If thinking of going down the consultancy route there are a number of questions to ask. What is their implementation experience? Investigate the consultant’s methodologies to see if they are proven to deliver robust, evidence-based recommendations. Quiz them on their knowledge of MHE suppliers’ offerings, particularly important if there is to be any significant level of automation planned. Ensure that they are not tied in any way to such equipment suppliers. Be wary of yes persons and try to establish a trust-based relationship so that the consultant is honest about the value of the project, because its overall cost will weigh heavily on the board’s approval decision. Are they independent of software companies and 3PL providers. If feasible, try to visit other companies who have chosen the consultancy route to see how their consultants performed.
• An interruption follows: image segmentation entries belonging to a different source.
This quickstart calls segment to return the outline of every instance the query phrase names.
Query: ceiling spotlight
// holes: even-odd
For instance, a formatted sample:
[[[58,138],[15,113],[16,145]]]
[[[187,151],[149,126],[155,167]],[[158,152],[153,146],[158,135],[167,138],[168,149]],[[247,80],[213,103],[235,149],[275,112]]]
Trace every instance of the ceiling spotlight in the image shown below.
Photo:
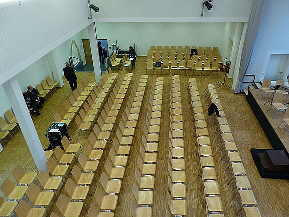
[[[211,5],[208,1],[204,2],[204,5],[207,7],[208,11],[210,10],[213,8],[213,5]]]
[[[89,6],[89,8],[90,8],[91,9],[92,9],[93,11],[94,11],[94,12],[95,12],[95,13],[97,13],[99,11],[99,8],[97,7],[94,5],[92,5],[92,4],[90,5]]]

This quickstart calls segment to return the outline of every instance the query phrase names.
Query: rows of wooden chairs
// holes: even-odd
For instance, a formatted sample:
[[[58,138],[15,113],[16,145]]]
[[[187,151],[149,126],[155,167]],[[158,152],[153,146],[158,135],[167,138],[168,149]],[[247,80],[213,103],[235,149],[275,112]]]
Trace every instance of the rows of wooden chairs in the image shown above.
[[[228,161],[228,166],[225,171],[229,172],[231,170],[233,175],[233,177],[228,184],[230,185],[233,183],[237,188],[232,198],[235,199],[238,197],[238,201],[240,201],[242,204],[242,207],[237,211],[236,214],[237,215],[240,214],[243,210],[244,214],[246,217],[260,216],[257,207],[257,202],[252,191],[251,185],[246,176],[242,159],[238,152],[215,85],[208,85],[207,91],[209,94],[208,98],[210,102],[217,105],[219,112],[220,116],[216,117],[216,121],[218,126],[217,130],[219,129],[220,132],[219,139],[222,143],[219,151],[223,149],[225,150],[225,154],[222,157],[222,160],[227,159]]]
[[[163,78],[154,76],[149,111],[143,127],[142,143],[132,186],[134,198],[130,212],[133,217],[152,216],[158,145],[162,117]]]
[[[187,215],[187,188],[184,149],[184,126],[179,75],[171,77],[170,130],[168,170],[168,188],[166,216]]]
[[[183,49],[183,46],[178,46],[178,49],[177,49],[176,46],[171,46],[171,49],[170,49],[168,46],[165,46],[164,49],[163,49],[162,46],[158,46],[157,48],[156,48],[156,46],[152,45],[151,46],[150,50],[149,50],[150,51],[148,52],[148,54],[154,53],[160,54],[162,54],[163,53],[167,54],[169,52],[169,51],[170,52],[174,52],[177,54],[190,54],[191,49],[197,50],[197,47],[193,46],[190,48],[189,46],[185,46],[185,48]],[[199,55],[206,54],[207,56],[218,56],[219,48],[218,47],[214,47],[212,50],[211,47],[207,47],[206,49],[204,49],[204,47],[199,47],[198,54]]]
[[[122,179],[124,177],[148,81],[147,76],[137,75],[136,77],[133,87],[141,87],[141,90],[135,91],[133,89],[131,92],[116,130],[109,158],[106,160],[104,171],[101,174],[99,184],[94,193],[94,199],[88,210],[89,217],[114,215],[113,211],[118,200],[117,194],[121,190]]]
[[[198,154],[200,157],[198,164],[201,166],[202,169],[199,174],[199,177],[202,177],[203,182],[200,190],[203,190],[205,195],[205,199],[202,202],[202,206],[206,204],[208,216],[213,214],[218,214],[219,215],[218,216],[223,216],[224,210],[211,147],[211,140],[198,85],[196,79],[193,78],[189,78],[189,91],[194,118],[194,128],[196,129],[197,136],[196,145],[198,146]]]
[[[11,132],[15,128],[17,128],[19,131],[20,129],[18,126],[18,122],[15,117],[15,115],[11,110],[7,111],[4,113],[4,119],[0,117],[0,145],[5,146],[5,144],[2,140],[4,140],[8,135],[11,139],[13,139],[13,137]]]

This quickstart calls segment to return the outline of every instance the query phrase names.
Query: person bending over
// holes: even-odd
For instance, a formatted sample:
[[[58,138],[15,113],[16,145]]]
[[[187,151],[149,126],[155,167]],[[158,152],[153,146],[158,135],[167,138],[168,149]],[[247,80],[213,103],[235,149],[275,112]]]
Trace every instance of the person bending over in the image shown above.
[[[77,87],[77,77],[75,75],[75,72],[72,68],[70,67],[70,64],[68,62],[65,63],[66,67],[63,68],[63,72],[64,73],[64,76],[69,82],[69,85],[72,91],[76,89]]]
[[[135,68],[135,60],[136,60],[136,53],[135,53],[135,51],[134,51],[134,50],[133,50],[133,48],[132,48],[132,47],[130,46],[128,49],[129,49],[129,57],[131,58],[132,58],[132,60],[131,60],[131,68],[132,69],[134,69]]]

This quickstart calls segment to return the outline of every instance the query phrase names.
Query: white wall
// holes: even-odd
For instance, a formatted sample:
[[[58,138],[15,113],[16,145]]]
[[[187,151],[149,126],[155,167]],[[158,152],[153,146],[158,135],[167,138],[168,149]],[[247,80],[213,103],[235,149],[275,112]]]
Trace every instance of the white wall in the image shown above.
[[[0,9],[0,84],[87,26],[86,1],[36,0]]]
[[[222,47],[225,23],[97,23],[97,37],[110,44],[117,40],[121,49],[135,42],[138,55],[146,56],[151,45]]]
[[[270,54],[289,54],[288,8],[287,0],[266,1],[247,72],[256,75],[255,81],[264,77]]]
[[[92,12],[97,22],[247,22],[253,0],[217,0],[213,9],[205,7],[201,18],[202,0],[91,0],[100,8]]]

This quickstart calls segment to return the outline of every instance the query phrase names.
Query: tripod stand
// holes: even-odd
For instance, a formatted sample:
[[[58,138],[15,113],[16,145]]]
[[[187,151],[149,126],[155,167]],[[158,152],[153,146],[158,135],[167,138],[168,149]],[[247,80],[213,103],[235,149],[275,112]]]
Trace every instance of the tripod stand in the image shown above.
[[[226,74],[227,74],[227,72],[225,72],[225,76],[224,76],[224,82],[223,83],[220,83],[220,86],[219,86],[218,88],[220,88],[220,86],[227,86],[228,87],[230,88],[230,87],[229,86],[228,86],[227,84],[226,84],[226,83],[225,83],[225,81],[226,80]]]

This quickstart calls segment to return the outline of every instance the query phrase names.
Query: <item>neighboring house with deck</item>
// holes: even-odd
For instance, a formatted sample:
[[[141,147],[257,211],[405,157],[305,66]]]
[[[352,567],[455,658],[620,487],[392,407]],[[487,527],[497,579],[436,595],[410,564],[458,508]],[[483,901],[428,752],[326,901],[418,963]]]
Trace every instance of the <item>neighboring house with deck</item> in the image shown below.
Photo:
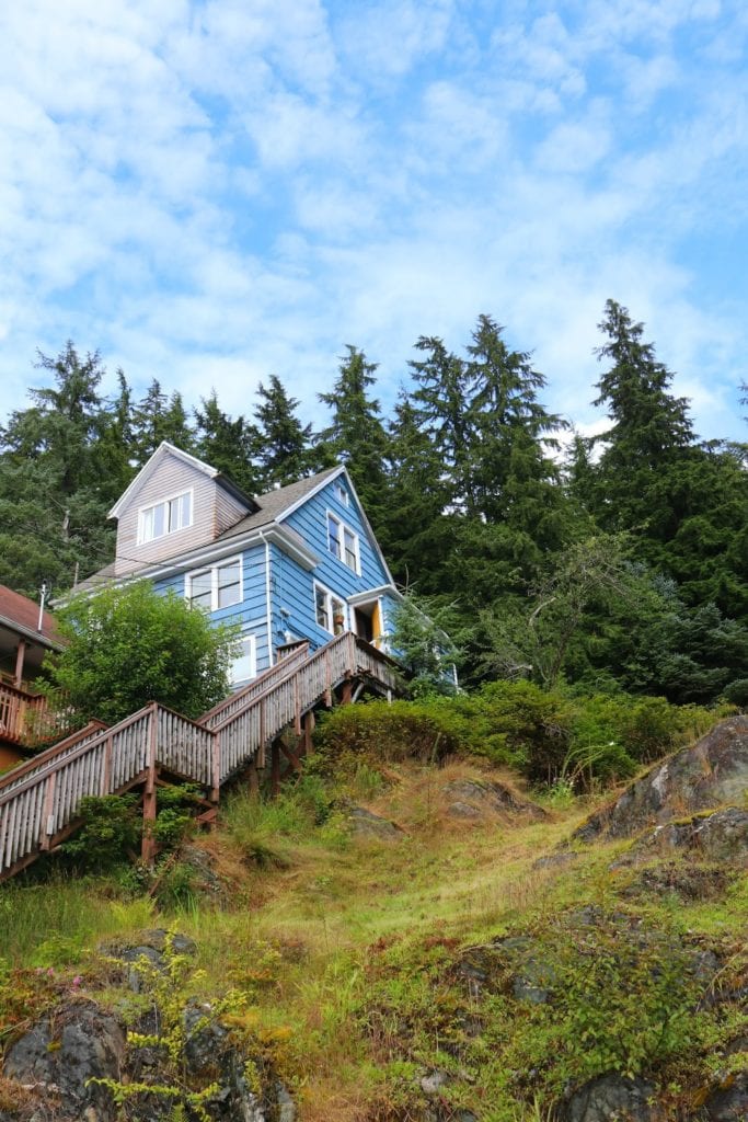
[[[18,761],[46,701],[34,688],[48,651],[61,649],[54,617],[0,585],[0,767]]]
[[[238,624],[236,687],[301,640],[315,650],[352,631],[387,650],[401,596],[344,467],[249,496],[164,442],[110,517],[114,561],[79,588],[147,578]]]

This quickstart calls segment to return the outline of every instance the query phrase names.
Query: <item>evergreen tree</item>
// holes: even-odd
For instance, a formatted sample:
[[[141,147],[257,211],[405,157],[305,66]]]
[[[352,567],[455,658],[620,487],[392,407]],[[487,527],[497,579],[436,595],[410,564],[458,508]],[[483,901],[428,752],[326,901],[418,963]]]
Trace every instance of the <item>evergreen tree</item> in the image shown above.
[[[713,600],[729,616],[748,610],[745,557],[748,478],[739,458],[698,444],[684,398],[668,393],[672,375],[643,342],[643,325],[608,301],[598,349],[611,368],[595,404],[613,422],[590,495],[608,530],[625,530],[655,572],[674,578],[692,605]]]
[[[54,384],[30,390],[34,404],[0,430],[0,582],[28,596],[43,582],[50,592],[70,588],[113,551],[99,355],[81,358],[68,342],[38,366]]]
[[[412,398],[417,423],[443,465],[444,479],[450,480],[450,505],[456,511],[472,512],[473,371],[458,355],[447,351],[436,335],[421,335],[416,350],[424,358],[414,359],[408,366],[416,385]]]
[[[261,490],[274,484],[293,482],[312,468],[312,425],[302,425],[295,415],[298,401],[289,397],[280,379],[270,375],[266,386],[260,381],[260,398],[255,410],[257,421],[256,465]]]
[[[202,408],[195,410],[195,454],[225,472],[247,495],[257,494],[259,478],[252,467],[258,448],[257,429],[243,416],[230,417],[224,413],[214,389],[201,403]]]
[[[316,442],[332,462],[344,463],[375,530],[380,519],[385,496],[385,457],[388,444],[379,402],[369,397],[375,384],[376,362],[363,351],[347,346],[338,378],[330,393],[317,397],[330,410],[330,425],[317,434]]]
[[[138,467],[142,467],[165,440],[183,452],[194,452],[195,435],[182,394],[175,390],[167,395],[157,378],[132,411],[131,424],[132,452]]]
[[[453,545],[447,514],[452,495],[436,449],[404,390],[389,425],[388,448],[380,544],[396,581],[405,588],[415,582],[422,594],[438,592]]]

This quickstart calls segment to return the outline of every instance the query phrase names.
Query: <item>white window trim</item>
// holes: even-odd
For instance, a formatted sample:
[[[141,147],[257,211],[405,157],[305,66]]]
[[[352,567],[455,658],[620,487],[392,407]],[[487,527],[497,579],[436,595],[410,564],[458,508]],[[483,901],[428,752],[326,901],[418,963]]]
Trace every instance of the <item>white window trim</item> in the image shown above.
[[[227,565],[236,564],[237,562],[239,562],[239,599],[234,600],[233,604],[225,604],[222,608],[219,608],[219,569],[224,569]],[[239,604],[244,603],[244,561],[241,553],[238,553],[233,558],[222,558],[221,561],[215,561],[214,564],[202,565],[200,569],[193,569],[192,572],[186,573],[184,578],[184,598],[188,604],[192,604],[192,582],[195,577],[198,577],[203,572],[210,572],[211,574],[210,611],[225,611],[227,608],[236,608]]]
[[[190,496],[190,522],[185,526],[179,526],[179,530],[165,530],[163,534],[158,534],[156,537],[146,539],[144,535],[145,528],[145,514],[146,511],[155,511],[157,506],[165,506],[168,503],[173,503],[176,498],[184,498],[185,495]],[[161,537],[168,537],[170,534],[178,534],[181,530],[190,530],[195,523],[195,489],[194,487],[187,487],[186,490],[174,491],[172,495],[165,495],[164,498],[157,499],[155,503],[147,503],[145,506],[138,507],[138,545],[150,545],[151,542],[160,542]]]
[[[329,615],[330,620],[332,623],[332,627],[325,627],[317,619],[317,591],[324,594],[325,606],[326,606],[326,609],[327,609],[327,615]],[[314,609],[314,622],[317,625],[317,627],[321,627],[322,631],[327,632],[329,635],[339,634],[338,632],[335,632],[335,618],[334,618],[334,616],[332,614],[332,610],[333,610],[332,609],[332,601],[333,600],[336,600],[342,606],[342,608],[343,608],[343,627],[342,627],[342,629],[343,631],[350,631],[351,620],[350,620],[348,604],[345,603],[344,597],[340,596],[340,594],[338,594],[338,592],[333,592],[333,590],[331,588],[327,588],[327,586],[323,585],[321,581],[315,580],[313,582],[313,585],[312,585],[312,606],[313,606],[313,609]]]
[[[340,549],[341,549],[342,557],[338,557],[338,554],[335,553],[335,551],[330,548],[330,541],[331,541],[331,539],[330,539],[330,519],[331,518],[332,518],[333,522],[338,523],[338,525],[340,526]],[[353,539],[353,560],[355,562],[354,567],[351,567],[348,563],[348,561],[345,560],[345,532],[347,531],[351,535],[351,537]],[[336,561],[340,561],[341,564],[344,564],[345,568],[349,570],[349,572],[354,572],[357,577],[360,577],[361,576],[361,540],[360,540],[359,535],[357,534],[357,532],[353,530],[353,527],[349,526],[349,524],[347,522],[343,522],[343,519],[339,515],[336,515],[334,511],[327,509],[327,514],[326,514],[326,517],[325,517],[325,534],[327,535],[327,553],[331,553],[332,557],[334,557],[334,559]]]
[[[233,662],[236,662],[238,660],[236,660],[236,659],[232,660],[232,664],[229,666],[230,680],[231,680],[231,684],[232,686],[238,686],[241,682],[250,682],[253,678],[257,678],[257,635],[255,634],[255,632],[249,632],[249,631],[244,632],[244,631],[242,631],[237,636],[237,643],[243,643],[246,641],[249,641],[249,670],[250,670],[250,673],[246,678],[234,678],[233,673],[232,673]]]

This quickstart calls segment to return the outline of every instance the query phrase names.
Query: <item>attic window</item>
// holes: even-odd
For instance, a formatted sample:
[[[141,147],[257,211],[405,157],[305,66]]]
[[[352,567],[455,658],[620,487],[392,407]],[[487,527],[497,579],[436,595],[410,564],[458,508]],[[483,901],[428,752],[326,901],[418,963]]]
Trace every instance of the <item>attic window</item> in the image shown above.
[[[327,514],[327,549],[353,572],[361,571],[359,536],[334,514]]]
[[[192,491],[175,495],[155,506],[145,506],[138,519],[138,542],[154,542],[192,525]]]

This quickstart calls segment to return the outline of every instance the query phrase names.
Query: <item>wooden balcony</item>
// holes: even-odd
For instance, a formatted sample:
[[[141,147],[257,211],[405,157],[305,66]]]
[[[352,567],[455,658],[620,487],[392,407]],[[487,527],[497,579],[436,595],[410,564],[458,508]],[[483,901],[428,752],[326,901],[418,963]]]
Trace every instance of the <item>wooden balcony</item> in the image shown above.
[[[41,693],[0,681],[0,742],[35,748],[59,739],[72,724],[65,714],[54,712]]]

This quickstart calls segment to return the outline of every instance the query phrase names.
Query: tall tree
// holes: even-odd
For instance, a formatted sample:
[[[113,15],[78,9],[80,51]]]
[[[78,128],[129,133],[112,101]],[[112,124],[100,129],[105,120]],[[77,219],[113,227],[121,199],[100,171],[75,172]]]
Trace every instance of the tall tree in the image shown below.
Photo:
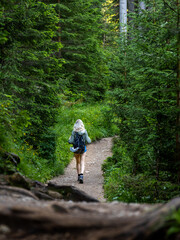
[[[127,0],[119,1],[120,32],[127,32]]]
[[[106,83],[106,60],[103,53],[102,1],[80,0],[61,3],[62,74],[76,98],[101,99]]]

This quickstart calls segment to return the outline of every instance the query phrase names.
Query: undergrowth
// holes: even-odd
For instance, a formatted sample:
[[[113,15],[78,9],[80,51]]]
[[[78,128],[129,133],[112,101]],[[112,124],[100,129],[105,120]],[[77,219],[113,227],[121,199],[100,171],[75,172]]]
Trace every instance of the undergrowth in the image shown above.
[[[25,176],[46,182],[54,176],[62,174],[64,168],[73,157],[70,152],[68,139],[77,119],[84,122],[85,128],[92,141],[103,137],[114,135],[116,128],[111,124],[109,108],[105,104],[74,104],[73,106],[62,106],[59,109],[57,124],[54,128],[56,136],[56,150],[53,159],[43,159],[38,155],[38,149],[33,150],[28,143],[19,144],[17,142],[16,152],[21,162],[18,170]],[[16,140],[15,140],[16,141]],[[48,141],[46,143],[48,148]]]

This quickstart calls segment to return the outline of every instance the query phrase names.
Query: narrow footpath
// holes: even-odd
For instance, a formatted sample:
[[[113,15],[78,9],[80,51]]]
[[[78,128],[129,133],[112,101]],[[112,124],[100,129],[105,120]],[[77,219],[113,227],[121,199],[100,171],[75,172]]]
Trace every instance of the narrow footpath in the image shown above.
[[[112,156],[111,148],[112,138],[103,138],[87,146],[83,184],[77,181],[75,158],[66,168],[64,175],[55,177],[50,182],[57,185],[75,186],[100,202],[105,202],[101,167],[104,160]]]

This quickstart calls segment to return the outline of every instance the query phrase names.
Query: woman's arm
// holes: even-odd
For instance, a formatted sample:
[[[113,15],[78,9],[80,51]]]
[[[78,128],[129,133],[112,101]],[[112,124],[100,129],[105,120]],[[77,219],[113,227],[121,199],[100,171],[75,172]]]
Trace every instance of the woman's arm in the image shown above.
[[[86,142],[91,143],[91,139],[89,138],[87,131],[85,132],[85,136],[86,136]]]
[[[74,143],[74,131],[72,131],[72,134],[68,140],[68,143],[73,144]]]

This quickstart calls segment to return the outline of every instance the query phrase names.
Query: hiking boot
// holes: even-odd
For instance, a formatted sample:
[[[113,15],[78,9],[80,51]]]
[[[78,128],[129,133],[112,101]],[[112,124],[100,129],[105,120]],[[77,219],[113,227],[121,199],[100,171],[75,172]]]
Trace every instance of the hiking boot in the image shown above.
[[[79,183],[83,183],[83,175],[79,176]]]

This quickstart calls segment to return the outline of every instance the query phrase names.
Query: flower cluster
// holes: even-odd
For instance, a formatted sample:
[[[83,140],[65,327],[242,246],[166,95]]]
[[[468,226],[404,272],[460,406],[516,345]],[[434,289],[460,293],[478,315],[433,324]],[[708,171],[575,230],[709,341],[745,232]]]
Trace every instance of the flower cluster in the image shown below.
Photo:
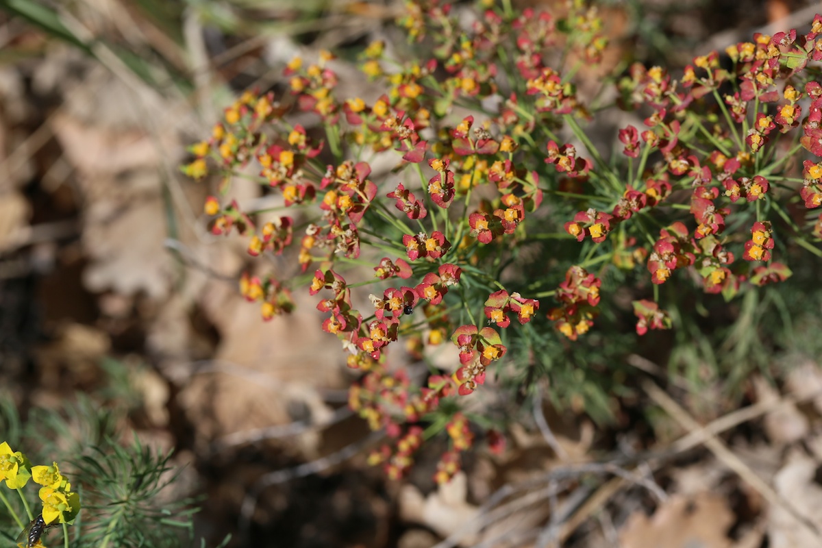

A good consultant will recognise the issues that add risk to projects and work with the client to minimise these even before they are engaged. E-commerce warehouses are a breed apart in that they need more careful optimisation beyond that needed for fulfilment of traditional, order delivery profiles. This is because mainly single item orders are being placed 24/7 within tight delivery constraints to customers, i.e. 24 hours or sameday delivery. Difficulty is added when special promotions lead to huge, sudden demand increase. In this situation one would expect to see much higher investment in automation, like fast sortation conveyors and various goods-toperson order picking systems. It requires careful synchronisation of warehouse operations and sales order processes to ensure orders can be shipped on time and in full.

Size, they say, matters but in warehouses that does not mean oversized, though it would be prudent to have some undeveloped land handy in case business growth rockets. Getting the overall size right can be helped with stockforecasting programs that allow total stocks to be trimmed by up to one third without harming customer service levels.